Search code examples
scaladistributed-computingapache-spark

Apache Spark - How to zip multiple RDDs


Let's say I have a bunch of RDD's, maybe RDD[Int], and I have a function that defines an operation on a sequence of ints and returns an int, like a fold: f: Seq[Int] => Int.

If I have a sequence of RDD's, Seq[RDD[Int]], how do I apply the function and return a single new RDD with the resulting value? I don't seem to find a zipPartitions method in Spark which accomplishes this.


Solution

  • At some point the elements of the Seq[Int] need to be bound to the parameters of f. Whether this occurs beforehand by creating a collection ("materializing the lists") or by binding them one-by-one in a partial function application manner, at some point there needs to be a collection-like data structure that contains all of the elements. Certainly, once inside f, they all need to be in the same place.

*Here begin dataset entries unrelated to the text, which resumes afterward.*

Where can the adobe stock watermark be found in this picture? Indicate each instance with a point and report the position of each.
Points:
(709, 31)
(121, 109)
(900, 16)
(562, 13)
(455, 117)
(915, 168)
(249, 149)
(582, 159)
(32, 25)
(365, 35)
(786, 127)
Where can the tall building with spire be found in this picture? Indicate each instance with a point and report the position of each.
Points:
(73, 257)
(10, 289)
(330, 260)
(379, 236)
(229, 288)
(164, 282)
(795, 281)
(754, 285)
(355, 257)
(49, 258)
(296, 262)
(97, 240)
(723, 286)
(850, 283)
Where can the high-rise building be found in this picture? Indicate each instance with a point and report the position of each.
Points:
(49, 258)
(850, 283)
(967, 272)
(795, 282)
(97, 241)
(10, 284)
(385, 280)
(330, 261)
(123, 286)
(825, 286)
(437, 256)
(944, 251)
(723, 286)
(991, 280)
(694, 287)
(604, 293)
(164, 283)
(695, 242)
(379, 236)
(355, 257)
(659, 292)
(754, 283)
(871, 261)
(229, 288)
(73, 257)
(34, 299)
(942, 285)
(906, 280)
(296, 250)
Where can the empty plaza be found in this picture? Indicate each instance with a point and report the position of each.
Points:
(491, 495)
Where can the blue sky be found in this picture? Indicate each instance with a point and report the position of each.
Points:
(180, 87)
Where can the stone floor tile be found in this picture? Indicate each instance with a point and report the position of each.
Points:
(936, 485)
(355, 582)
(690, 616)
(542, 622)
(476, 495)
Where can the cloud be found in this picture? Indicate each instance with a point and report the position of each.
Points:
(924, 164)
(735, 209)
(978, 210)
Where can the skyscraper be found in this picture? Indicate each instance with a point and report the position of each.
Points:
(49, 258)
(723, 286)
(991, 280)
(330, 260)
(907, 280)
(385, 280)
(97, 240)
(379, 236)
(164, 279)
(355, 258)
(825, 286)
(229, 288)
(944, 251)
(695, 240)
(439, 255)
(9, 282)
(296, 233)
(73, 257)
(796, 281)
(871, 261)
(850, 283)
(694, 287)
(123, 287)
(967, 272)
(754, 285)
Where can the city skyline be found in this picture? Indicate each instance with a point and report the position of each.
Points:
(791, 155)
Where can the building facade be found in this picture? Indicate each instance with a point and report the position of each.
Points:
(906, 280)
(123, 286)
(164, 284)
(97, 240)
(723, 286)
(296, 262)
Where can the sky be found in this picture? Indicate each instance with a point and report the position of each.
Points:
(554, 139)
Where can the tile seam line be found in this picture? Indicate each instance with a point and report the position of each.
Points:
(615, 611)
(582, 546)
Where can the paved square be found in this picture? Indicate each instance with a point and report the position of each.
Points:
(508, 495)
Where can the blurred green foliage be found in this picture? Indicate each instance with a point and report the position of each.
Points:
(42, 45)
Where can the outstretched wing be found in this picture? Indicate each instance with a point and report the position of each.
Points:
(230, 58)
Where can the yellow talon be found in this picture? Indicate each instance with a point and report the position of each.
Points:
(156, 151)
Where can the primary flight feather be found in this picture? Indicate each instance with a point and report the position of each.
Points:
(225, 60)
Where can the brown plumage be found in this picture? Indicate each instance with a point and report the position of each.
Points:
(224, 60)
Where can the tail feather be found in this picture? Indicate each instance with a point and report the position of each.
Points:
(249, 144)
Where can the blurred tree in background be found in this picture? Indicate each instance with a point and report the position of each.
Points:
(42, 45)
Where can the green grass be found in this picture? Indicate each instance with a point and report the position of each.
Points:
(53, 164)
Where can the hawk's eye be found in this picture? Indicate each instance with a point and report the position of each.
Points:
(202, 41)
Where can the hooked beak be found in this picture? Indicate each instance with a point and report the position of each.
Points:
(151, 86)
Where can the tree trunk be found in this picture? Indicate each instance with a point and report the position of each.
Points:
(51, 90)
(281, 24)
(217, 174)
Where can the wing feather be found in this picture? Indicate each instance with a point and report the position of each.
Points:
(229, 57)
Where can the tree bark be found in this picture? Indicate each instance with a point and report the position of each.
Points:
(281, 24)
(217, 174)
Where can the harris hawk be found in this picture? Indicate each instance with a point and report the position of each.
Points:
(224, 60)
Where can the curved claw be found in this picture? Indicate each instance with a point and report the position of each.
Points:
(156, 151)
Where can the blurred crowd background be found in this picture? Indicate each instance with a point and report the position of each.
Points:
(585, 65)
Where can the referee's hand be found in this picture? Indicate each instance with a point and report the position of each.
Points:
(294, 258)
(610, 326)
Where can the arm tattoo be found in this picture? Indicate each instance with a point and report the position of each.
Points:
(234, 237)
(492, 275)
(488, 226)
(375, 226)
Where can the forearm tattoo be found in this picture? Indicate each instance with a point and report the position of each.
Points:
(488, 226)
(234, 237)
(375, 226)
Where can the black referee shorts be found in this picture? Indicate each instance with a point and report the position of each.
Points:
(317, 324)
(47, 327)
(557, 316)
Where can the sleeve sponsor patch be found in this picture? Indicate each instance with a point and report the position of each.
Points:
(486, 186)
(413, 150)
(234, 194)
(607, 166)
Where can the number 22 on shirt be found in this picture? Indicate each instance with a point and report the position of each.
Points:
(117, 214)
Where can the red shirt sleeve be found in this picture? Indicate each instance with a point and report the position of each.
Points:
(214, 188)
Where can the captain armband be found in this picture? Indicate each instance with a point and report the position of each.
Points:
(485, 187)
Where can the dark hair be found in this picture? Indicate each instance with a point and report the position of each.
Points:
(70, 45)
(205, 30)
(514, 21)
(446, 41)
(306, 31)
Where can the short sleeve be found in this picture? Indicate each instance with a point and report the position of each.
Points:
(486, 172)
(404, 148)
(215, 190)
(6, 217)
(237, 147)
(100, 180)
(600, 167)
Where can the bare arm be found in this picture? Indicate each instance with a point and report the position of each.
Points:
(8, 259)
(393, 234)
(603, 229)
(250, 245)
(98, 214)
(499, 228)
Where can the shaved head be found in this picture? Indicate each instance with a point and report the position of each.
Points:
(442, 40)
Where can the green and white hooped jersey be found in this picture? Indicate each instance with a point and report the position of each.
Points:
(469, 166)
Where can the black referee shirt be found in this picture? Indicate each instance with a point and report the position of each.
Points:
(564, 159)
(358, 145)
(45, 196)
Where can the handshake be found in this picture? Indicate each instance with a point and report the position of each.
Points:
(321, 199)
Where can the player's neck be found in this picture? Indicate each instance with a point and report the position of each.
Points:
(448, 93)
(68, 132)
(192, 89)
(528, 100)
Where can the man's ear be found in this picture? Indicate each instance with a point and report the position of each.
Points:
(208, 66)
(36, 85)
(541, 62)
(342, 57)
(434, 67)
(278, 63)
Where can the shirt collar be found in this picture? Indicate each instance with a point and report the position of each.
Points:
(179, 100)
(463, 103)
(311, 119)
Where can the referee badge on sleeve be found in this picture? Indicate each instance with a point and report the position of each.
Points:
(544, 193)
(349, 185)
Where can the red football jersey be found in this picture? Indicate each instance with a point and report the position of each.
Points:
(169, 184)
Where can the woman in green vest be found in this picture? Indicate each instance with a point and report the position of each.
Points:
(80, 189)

    Here is a slightly more functional style implementation of Spiro's makeZip function:

    def makeZip(xs: ListBuffer[RDD[Double]]): RDD[ListBuffer[Double]] = {
      // initialize with arrays of length 1
      val init = xs(0).map { ListBuffer(_) } 
      // fold in remaining by appending to mutable list
      xs.drop(1).foldLeft(init) { 
        (rddS, rddXi) => rddS.zip(rddXi).map(sx => sx._1 += sx._2)
      }
    }